The US Geological Survey has been studying intersex fish in US rivers and finds the effects of endocrine-disrupting pollutants in our waters to be worse than expected.
USGS first found signs of reproductive disruption in the Potomic River Basin and went on to discover intersex characteristics, such as eggs in male fish testes, in the Delaware, Susquehanna and Ohio River basins. But so far the River most affected is North Carolina’s Pee Dee, which had the “highest rate of intersex fish at 80%,” according to Truthout.
Because the hormonal changes in male fish threaten species survival, scientists are trying to identify the main sources of contamination. The primary suspects are pesticides and herbicides, which mimic hormones, and hormones themselves, from human and animal waste.
A big part of the problem in NC is the way pigs are factory-raised for food production.
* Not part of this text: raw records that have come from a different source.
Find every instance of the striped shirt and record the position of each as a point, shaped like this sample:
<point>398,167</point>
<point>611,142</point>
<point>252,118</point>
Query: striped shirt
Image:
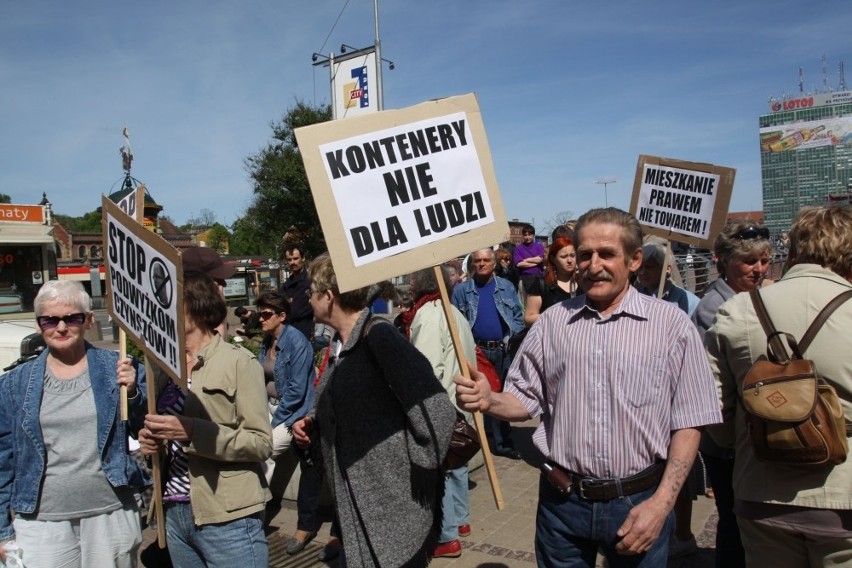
<point>170,403</point>
<point>610,390</point>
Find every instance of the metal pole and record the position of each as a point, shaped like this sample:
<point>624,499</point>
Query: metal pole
<point>331,85</point>
<point>380,99</point>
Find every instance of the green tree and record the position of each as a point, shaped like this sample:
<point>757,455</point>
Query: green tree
<point>282,201</point>
<point>88,223</point>
<point>217,237</point>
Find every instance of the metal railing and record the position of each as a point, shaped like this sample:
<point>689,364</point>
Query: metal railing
<point>697,270</point>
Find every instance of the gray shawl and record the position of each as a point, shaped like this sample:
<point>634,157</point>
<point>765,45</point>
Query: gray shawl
<point>384,424</point>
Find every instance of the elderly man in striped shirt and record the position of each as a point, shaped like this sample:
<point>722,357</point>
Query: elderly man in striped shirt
<point>623,387</point>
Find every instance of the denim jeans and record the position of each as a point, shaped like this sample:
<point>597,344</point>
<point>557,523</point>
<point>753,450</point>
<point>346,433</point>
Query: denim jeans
<point>456,504</point>
<point>729,545</point>
<point>499,430</point>
<point>240,542</point>
<point>569,530</point>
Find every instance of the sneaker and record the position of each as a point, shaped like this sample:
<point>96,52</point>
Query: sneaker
<point>450,549</point>
<point>679,547</point>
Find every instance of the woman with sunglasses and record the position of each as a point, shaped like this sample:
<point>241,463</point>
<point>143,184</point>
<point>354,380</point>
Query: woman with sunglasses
<point>216,436</point>
<point>742,253</point>
<point>383,422</point>
<point>288,365</point>
<point>558,283</point>
<point>65,470</point>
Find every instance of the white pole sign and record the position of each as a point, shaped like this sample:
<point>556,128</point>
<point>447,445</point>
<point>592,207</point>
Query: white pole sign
<point>403,187</point>
<point>678,199</point>
<point>143,285</point>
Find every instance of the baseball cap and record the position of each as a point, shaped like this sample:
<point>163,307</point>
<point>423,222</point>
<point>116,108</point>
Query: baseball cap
<point>205,260</point>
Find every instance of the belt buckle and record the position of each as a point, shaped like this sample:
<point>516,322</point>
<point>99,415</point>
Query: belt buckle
<point>581,488</point>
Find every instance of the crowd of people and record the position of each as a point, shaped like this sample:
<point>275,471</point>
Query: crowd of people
<point>634,381</point>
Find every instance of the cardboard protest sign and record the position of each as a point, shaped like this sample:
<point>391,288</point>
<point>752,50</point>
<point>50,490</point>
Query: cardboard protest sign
<point>145,288</point>
<point>401,190</point>
<point>134,203</point>
<point>684,201</point>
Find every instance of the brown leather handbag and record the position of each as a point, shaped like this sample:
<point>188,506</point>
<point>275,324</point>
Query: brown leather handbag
<point>463,445</point>
<point>793,415</point>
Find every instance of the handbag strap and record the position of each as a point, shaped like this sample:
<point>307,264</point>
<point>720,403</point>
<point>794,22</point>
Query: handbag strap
<point>822,317</point>
<point>773,336</point>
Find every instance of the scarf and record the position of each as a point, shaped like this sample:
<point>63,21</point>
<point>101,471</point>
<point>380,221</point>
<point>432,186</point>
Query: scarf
<point>408,317</point>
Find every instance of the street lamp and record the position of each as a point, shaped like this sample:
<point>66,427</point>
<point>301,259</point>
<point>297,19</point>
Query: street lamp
<point>605,182</point>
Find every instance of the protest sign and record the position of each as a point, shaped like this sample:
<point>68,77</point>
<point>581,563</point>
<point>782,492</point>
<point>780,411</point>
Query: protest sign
<point>145,288</point>
<point>684,201</point>
<point>134,203</point>
<point>401,190</point>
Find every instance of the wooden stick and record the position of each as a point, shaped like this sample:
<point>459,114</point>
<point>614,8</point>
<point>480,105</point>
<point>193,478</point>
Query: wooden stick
<point>477,416</point>
<point>157,502</point>
<point>665,267</point>
<point>122,354</point>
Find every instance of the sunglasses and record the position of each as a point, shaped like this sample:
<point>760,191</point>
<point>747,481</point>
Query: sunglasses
<point>752,232</point>
<point>71,320</point>
<point>310,292</point>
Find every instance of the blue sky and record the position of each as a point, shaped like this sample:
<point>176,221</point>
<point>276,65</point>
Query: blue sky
<point>570,92</point>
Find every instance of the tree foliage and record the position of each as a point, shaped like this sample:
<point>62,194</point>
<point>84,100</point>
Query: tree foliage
<point>88,223</point>
<point>218,237</point>
<point>282,201</point>
<point>205,219</point>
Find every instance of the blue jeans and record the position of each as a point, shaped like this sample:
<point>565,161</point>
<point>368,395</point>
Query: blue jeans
<point>729,545</point>
<point>240,542</point>
<point>456,504</point>
<point>499,430</point>
<point>569,530</point>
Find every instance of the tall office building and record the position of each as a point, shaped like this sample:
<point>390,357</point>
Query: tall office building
<point>805,154</point>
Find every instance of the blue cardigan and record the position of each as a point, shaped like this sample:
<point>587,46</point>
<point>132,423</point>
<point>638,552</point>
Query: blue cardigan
<point>293,373</point>
<point>22,452</point>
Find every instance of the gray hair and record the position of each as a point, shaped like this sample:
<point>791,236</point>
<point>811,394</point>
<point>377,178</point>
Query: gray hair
<point>424,282</point>
<point>63,292</point>
<point>728,246</point>
<point>631,234</point>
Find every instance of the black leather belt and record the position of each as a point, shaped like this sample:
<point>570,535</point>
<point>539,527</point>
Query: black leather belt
<point>592,489</point>
<point>489,344</point>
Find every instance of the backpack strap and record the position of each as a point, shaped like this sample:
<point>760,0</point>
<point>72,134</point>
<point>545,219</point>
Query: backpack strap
<point>822,317</point>
<point>775,346</point>
<point>774,336</point>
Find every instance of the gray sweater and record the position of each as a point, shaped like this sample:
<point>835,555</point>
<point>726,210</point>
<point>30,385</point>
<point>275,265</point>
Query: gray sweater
<point>384,424</point>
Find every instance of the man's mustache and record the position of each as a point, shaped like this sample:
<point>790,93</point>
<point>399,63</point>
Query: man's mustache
<point>602,276</point>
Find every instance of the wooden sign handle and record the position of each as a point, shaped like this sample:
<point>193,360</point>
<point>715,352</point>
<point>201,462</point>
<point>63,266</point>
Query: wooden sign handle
<point>477,416</point>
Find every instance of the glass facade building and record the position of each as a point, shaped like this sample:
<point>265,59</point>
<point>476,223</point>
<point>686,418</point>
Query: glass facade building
<point>806,154</point>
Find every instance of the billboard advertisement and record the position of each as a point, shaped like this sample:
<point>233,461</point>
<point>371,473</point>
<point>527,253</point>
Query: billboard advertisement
<point>807,134</point>
<point>809,101</point>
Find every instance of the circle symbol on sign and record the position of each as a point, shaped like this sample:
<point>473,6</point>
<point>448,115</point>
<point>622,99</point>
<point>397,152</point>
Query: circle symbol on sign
<point>162,283</point>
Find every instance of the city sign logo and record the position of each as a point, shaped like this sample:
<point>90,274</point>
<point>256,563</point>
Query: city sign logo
<point>356,94</point>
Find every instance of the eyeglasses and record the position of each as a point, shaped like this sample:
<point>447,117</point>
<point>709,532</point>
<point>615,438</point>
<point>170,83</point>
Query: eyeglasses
<point>752,232</point>
<point>310,292</point>
<point>71,320</point>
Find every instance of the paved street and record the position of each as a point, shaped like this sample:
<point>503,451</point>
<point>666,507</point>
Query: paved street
<point>499,539</point>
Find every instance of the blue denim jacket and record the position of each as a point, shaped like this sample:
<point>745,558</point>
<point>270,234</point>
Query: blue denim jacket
<point>294,375</point>
<point>466,299</point>
<point>22,451</point>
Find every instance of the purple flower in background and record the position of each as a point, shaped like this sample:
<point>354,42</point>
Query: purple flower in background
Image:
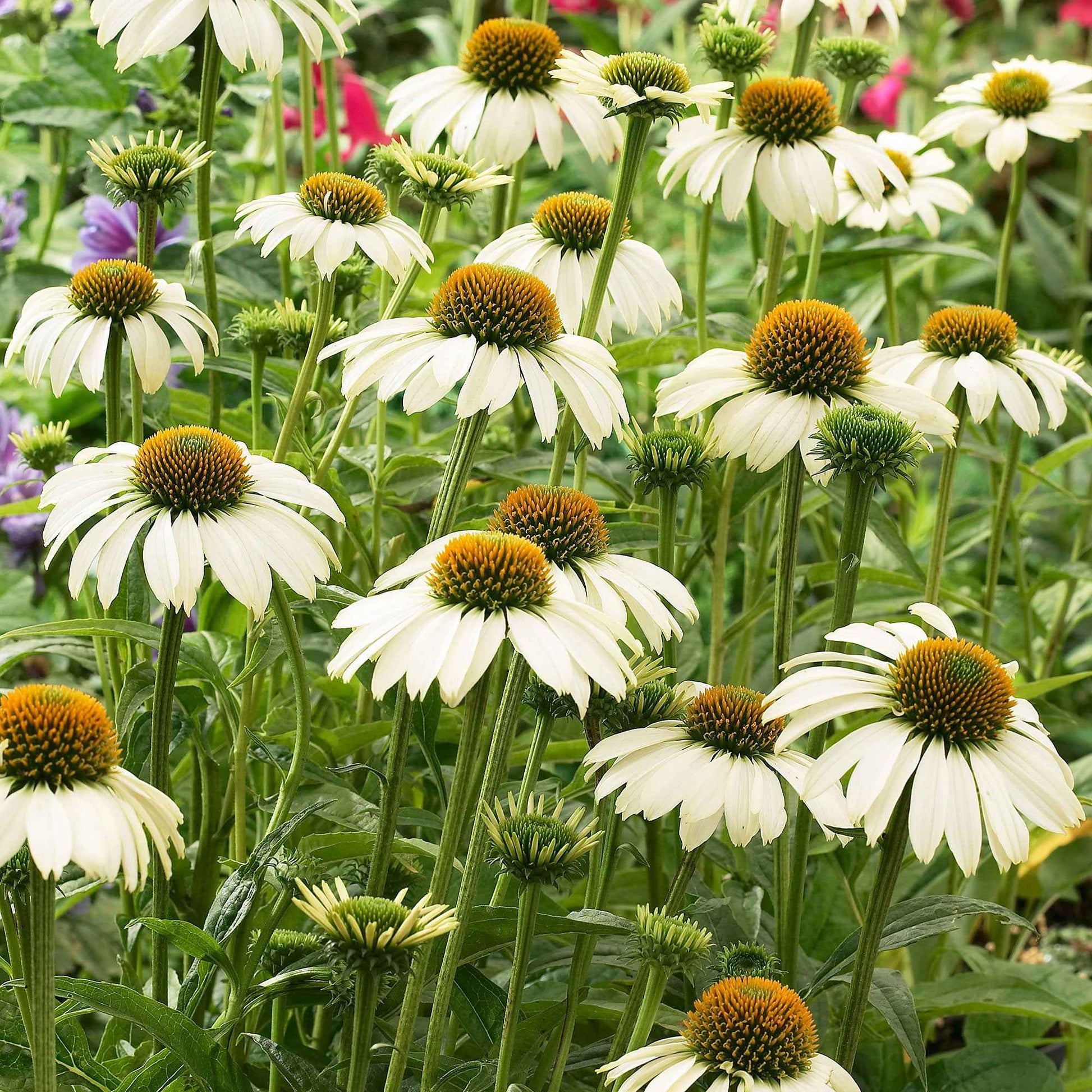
<point>112,233</point>
<point>18,482</point>
<point>12,214</point>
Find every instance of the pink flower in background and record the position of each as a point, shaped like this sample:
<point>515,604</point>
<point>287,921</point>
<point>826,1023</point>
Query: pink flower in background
<point>880,102</point>
<point>1076,11</point>
<point>361,117</point>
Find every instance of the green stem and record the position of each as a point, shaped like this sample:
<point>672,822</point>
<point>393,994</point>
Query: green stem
<point>112,384</point>
<point>40,987</point>
<point>166,672</point>
<point>869,944</point>
<point>280,177</point>
<point>1017,186</point>
<point>944,506</point>
<point>257,375</point>
<point>508,714</point>
<point>521,958</point>
<point>365,999</point>
<point>302,742</point>
<point>859,497</point>
<point>1003,504</point>
<point>655,983</point>
<point>306,111</point>
<point>719,576</point>
<point>207,132</point>
<point>306,375</point>
<point>629,172</point>
<point>544,728</point>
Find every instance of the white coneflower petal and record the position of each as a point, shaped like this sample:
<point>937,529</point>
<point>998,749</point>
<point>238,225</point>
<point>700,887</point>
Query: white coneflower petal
<point>951,722</point>
<point>62,328</point>
<point>207,498</point>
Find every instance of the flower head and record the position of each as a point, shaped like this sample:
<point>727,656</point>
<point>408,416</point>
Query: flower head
<point>66,796</point>
<point>465,598</point>
<point>979,348</point>
<point>751,1031</point>
<point>1016,99</point>
<point>330,217</point>
<point>208,498</point>
<point>370,932</point>
<point>536,846</point>
<point>923,195</point>
<point>674,942</point>
<point>715,763</point>
<point>643,83</point>
<point>154,171</point>
<point>502,97</point>
<point>562,246</point>
<point>69,325</point>
<point>779,138</point>
<point>950,721</point>
<point>804,359</point>
<point>868,443</point>
<point>495,328</point>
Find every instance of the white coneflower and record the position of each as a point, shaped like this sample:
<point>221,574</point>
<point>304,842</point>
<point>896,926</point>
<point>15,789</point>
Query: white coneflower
<point>154,169</point>
<point>717,763</point>
<point>804,359</point>
<point>65,327</point>
<point>1016,99</point>
<point>978,347</point>
<point>779,138</point>
<point>448,625</point>
<point>638,82</point>
<point>242,27</point>
<point>568,526</point>
<point>748,1033</point>
<point>494,329</point>
<point>925,191</point>
<point>330,217</point>
<point>562,246</point>
<point>66,796</point>
<point>951,722</point>
<point>208,498</point>
<point>502,97</point>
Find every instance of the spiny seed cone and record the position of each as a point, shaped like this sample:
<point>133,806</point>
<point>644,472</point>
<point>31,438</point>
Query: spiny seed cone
<point>955,689</point>
<point>787,109</point>
<point>334,196</point>
<point>511,54</point>
<point>496,304</point>
<point>1017,93</point>
<point>492,571</point>
<point>113,288</point>
<point>54,735</point>
<point>729,719</point>
<point>644,70</point>
<point>754,1025</point>
<point>191,469</point>
<point>809,347</point>
<point>575,221</point>
<point>959,331</point>
<point>866,442</point>
<point>566,525</point>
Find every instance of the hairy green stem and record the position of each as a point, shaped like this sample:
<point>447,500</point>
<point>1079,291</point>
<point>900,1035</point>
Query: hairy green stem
<point>521,959</point>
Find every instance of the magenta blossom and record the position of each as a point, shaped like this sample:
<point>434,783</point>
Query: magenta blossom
<point>112,233</point>
<point>880,102</point>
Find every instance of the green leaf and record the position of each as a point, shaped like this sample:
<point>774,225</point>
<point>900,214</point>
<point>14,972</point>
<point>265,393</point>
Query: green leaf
<point>299,1073</point>
<point>909,921</point>
<point>997,1067</point>
<point>192,940</point>
<point>194,1047</point>
<point>480,1005</point>
<point>997,992</point>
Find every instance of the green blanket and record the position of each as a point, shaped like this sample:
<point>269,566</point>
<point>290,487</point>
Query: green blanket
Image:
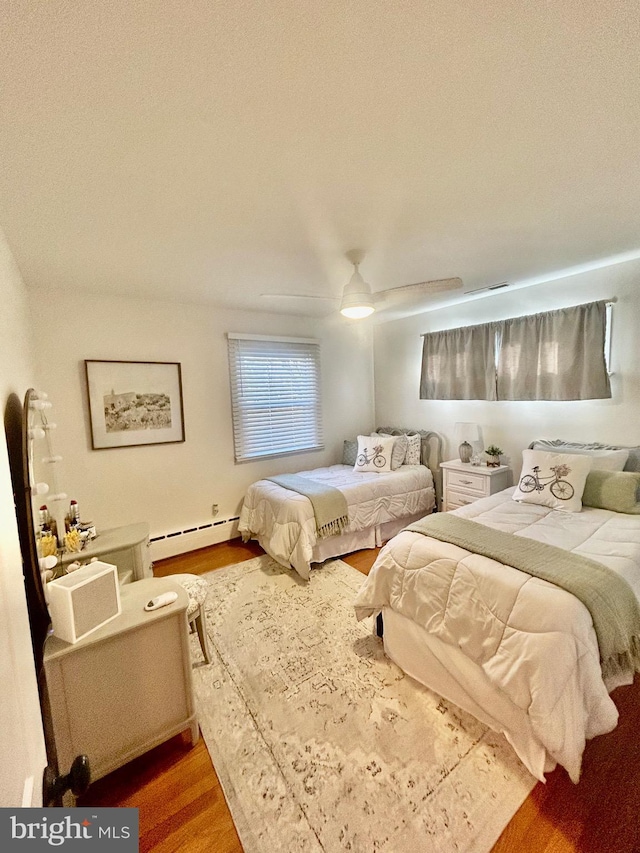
<point>329,504</point>
<point>607,596</point>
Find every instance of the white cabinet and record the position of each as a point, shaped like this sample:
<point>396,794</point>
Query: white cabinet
<point>126,687</point>
<point>463,483</point>
<point>125,547</point>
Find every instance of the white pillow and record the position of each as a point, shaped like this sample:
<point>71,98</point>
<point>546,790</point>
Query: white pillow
<point>602,460</point>
<point>412,456</point>
<point>400,444</point>
<point>556,480</point>
<point>374,454</point>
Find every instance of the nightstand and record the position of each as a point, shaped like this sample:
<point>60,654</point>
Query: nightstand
<point>463,483</point>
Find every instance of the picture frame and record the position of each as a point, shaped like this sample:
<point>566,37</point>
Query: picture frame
<point>134,403</point>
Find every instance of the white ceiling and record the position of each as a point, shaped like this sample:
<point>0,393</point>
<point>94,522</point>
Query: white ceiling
<point>215,151</point>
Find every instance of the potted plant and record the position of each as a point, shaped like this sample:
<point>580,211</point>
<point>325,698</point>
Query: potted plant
<point>494,454</point>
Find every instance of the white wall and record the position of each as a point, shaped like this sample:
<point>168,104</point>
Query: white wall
<point>22,753</point>
<point>513,425</point>
<point>174,485</point>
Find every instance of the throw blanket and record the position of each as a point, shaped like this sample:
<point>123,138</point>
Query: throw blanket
<point>329,504</point>
<point>614,608</point>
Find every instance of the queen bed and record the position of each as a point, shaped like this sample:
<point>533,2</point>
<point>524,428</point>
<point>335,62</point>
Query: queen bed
<point>378,504</point>
<point>526,650</point>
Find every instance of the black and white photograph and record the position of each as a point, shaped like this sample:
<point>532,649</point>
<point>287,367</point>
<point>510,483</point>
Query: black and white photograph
<point>134,402</point>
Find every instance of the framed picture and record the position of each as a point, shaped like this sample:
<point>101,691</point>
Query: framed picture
<point>134,402</point>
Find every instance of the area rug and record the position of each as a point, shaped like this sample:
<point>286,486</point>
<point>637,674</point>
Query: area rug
<point>322,744</point>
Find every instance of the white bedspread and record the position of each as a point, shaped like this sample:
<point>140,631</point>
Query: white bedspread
<point>534,641</point>
<point>284,524</point>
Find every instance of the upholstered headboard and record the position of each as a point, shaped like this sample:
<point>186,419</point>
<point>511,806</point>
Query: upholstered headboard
<point>430,452</point>
<point>558,445</point>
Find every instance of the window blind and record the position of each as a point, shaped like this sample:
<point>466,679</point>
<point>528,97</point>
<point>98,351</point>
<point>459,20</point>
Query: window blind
<point>275,395</point>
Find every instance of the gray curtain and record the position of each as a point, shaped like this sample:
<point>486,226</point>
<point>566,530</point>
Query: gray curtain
<point>557,355</point>
<point>459,364</point>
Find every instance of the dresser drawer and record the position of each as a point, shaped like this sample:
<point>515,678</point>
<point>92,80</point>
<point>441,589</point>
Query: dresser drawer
<point>471,483</point>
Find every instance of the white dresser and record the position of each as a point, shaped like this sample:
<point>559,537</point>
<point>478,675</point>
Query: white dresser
<point>126,687</point>
<point>463,483</point>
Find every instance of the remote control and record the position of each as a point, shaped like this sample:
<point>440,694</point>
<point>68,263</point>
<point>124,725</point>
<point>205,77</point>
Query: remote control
<point>161,600</point>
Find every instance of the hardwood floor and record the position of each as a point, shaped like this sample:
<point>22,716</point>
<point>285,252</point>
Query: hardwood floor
<point>182,807</point>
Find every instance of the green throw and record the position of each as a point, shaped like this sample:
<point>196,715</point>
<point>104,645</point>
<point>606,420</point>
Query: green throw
<point>329,504</point>
<point>614,608</point>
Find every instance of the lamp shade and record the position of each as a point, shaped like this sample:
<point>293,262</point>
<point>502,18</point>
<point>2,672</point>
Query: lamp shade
<point>357,301</point>
<point>466,432</point>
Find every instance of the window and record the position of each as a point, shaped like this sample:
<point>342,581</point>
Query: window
<point>275,395</point>
<point>556,355</point>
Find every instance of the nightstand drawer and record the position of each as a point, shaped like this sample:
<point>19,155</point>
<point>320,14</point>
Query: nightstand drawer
<point>469,483</point>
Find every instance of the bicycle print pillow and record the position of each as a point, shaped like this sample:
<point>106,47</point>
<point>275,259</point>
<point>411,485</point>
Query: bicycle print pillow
<point>374,454</point>
<point>556,480</point>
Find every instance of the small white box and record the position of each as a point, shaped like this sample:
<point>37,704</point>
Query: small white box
<point>84,600</point>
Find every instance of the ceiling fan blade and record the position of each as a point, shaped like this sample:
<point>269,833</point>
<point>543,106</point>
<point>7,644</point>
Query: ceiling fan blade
<point>298,296</point>
<point>407,292</point>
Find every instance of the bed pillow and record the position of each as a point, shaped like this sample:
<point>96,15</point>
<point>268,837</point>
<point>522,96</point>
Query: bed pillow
<point>349,452</point>
<point>374,454</point>
<point>618,491</point>
<point>561,488</point>
<point>558,445</point>
<point>414,444</point>
<point>400,443</point>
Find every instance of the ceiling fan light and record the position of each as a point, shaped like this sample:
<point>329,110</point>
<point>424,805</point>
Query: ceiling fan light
<point>357,301</point>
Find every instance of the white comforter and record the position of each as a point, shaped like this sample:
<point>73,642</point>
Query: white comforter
<point>534,641</point>
<point>284,523</point>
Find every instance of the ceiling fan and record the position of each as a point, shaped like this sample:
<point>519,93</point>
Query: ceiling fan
<point>358,300</point>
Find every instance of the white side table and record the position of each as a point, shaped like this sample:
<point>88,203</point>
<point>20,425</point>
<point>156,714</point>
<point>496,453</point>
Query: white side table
<point>463,483</point>
<point>126,687</point>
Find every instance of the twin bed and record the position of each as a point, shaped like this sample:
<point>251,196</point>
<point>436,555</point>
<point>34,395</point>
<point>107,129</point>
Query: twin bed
<point>532,654</point>
<point>379,506</point>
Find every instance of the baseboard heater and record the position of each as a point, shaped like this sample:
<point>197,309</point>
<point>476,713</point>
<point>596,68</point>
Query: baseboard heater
<point>176,542</point>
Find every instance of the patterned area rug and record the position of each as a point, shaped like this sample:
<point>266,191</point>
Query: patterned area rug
<point>322,744</point>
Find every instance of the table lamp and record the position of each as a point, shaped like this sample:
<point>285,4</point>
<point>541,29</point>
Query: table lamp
<point>465,433</point>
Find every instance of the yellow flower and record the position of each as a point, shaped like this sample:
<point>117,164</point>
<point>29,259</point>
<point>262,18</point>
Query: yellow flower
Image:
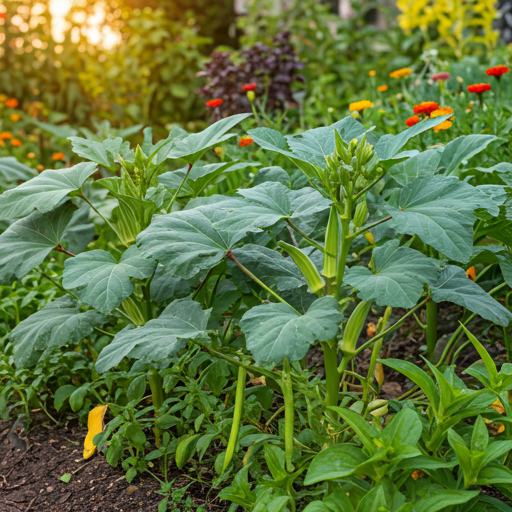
<point>401,73</point>
<point>443,111</point>
<point>95,426</point>
<point>443,126</point>
<point>360,105</point>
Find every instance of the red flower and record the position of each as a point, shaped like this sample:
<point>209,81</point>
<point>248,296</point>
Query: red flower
<point>497,71</point>
<point>427,107</point>
<point>411,121</point>
<point>441,76</point>
<point>245,141</point>
<point>479,88</point>
<point>217,102</point>
<point>249,87</point>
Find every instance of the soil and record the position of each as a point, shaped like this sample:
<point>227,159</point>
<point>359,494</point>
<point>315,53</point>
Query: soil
<point>31,466</point>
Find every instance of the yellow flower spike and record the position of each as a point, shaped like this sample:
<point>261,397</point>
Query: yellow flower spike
<point>95,426</point>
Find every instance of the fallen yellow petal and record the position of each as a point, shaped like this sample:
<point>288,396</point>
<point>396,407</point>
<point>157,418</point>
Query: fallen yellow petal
<point>95,426</point>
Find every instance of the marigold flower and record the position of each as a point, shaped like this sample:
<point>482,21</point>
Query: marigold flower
<point>245,141</point>
<point>357,106</point>
<point>443,126</point>
<point>401,73</point>
<point>11,103</point>
<point>443,111</point>
<point>496,71</point>
<point>217,102</point>
<point>426,107</point>
<point>249,87</point>
<point>58,156</point>
<point>95,426</point>
<point>441,76</point>
<point>479,88</point>
<point>411,121</point>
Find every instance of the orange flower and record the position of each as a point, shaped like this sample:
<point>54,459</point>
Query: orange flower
<point>401,73</point>
<point>426,107</point>
<point>497,71</point>
<point>443,126</point>
<point>245,141</point>
<point>249,87</point>
<point>58,156</point>
<point>11,103</point>
<point>411,121</point>
<point>217,102</point>
<point>357,106</point>
<point>479,88</point>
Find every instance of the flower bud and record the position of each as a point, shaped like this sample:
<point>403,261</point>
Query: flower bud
<point>361,214</point>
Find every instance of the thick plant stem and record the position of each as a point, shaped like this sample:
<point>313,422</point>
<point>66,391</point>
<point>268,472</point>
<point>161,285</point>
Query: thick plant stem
<point>237,415</point>
<point>431,331</point>
<point>157,394</point>
<point>286,387</point>
<point>332,376</point>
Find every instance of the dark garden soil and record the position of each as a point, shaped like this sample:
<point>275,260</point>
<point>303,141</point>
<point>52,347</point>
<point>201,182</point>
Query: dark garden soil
<point>31,466</point>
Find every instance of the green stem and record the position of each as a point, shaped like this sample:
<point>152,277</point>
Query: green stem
<point>306,237</point>
<point>157,394</point>
<point>98,212</point>
<point>370,226</point>
<point>256,280</point>
<point>431,330</point>
<point>237,415</point>
<point>169,208</point>
<point>332,377</point>
<point>286,386</point>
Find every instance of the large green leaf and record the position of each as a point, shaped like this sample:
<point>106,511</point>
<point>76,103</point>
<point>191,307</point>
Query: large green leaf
<point>104,153</point>
<point>187,242</point>
<point>44,192</point>
<point>275,331</point>
<point>389,145</point>
<point>454,286</point>
<point>439,210</point>
<point>463,148</point>
<point>101,282</point>
<point>193,146</point>
<point>398,276</point>
<point>27,242</point>
<point>337,461</point>
<point>423,164</point>
<point>12,171</point>
<point>60,323</point>
<point>160,338</point>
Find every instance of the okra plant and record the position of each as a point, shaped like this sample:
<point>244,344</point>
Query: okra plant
<point>341,225</point>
An NC State University scientist studying intersex fish told Truthout that “pig waste,” applied to crops before it runs off into waterways, is “chock-full of estrogens.”
Food & Water Watch notes several serious issues with hog farming in NC, including “heavy use [of] antibiotics, artificial hormones, and other chemicals to promote fast growth.” F&WW says “It’s time to move North Carolina away from polluting factory farms and towards a sustainable and diversified agricultural economy.” Certainly this would be one of the most effective and humane solutions to the growing pollution of our waterways.
Tell NC to get the pig waste and other hormone disrupters out of the Pee Dee River!
We, the undersigned, say there should be an immediate and decisive response in NC to this newly revealed threat to waters, wildlife and humans, particularly the Pee Dee River.
According to a report by the Los Angeles Times, the USGS’s Pennsylvania survey found Intersex males “at every site where smallmouth bass were collected and their condition was generally worse in places just downstream from wastewater treatment plants…”
Researchers told the Times they were surprised by the “number of fish affected and the severity.”
The Pennsylvania Department of Environmental Protection’s reported intent to continue studying and sampling “until it has an understanding of how these compounds may or may not impact the aquatic life in all streams and rivers…” is really not appropriate for NC. NC has known for decades about the harmful impact of its huge agricultural operations on the environment - revealed particularly during the investigation of the pfsteria outbreak in the Neuse River in the 1990s.
The USGS study, adds the Times, reported that the “most common hormone found in water and soil samples was estrone, a potent endocrine-disrupting chemical often found in sewage from wastewater plants and the manure of animals such as cows, chickens and pigs.”
This is just more evidence to support F&WW’s call for North Carolina, which raises “more than 10 million hogs” on factory farms, to take steps to move toward a more humane, “sustainable and diversified agricultural economy.” In the meantime F&WW suggests North Carolinians pressure their representatives to
support legislation that would:
1) Set a deadline for ending the current industry practice of keeping open-air hog manure lagoons
2) End the practice of spraying this liquefied animal waste onto fields that are often within a few dozen feet of a neighbor’s home.
We join F&WW in its push for this legislation regarding pig factories and emphasize the urgent need for NC act immediately to remove all sources of endocrine-disrupting pollutants from the Pee Dee River.
Thanks for your time.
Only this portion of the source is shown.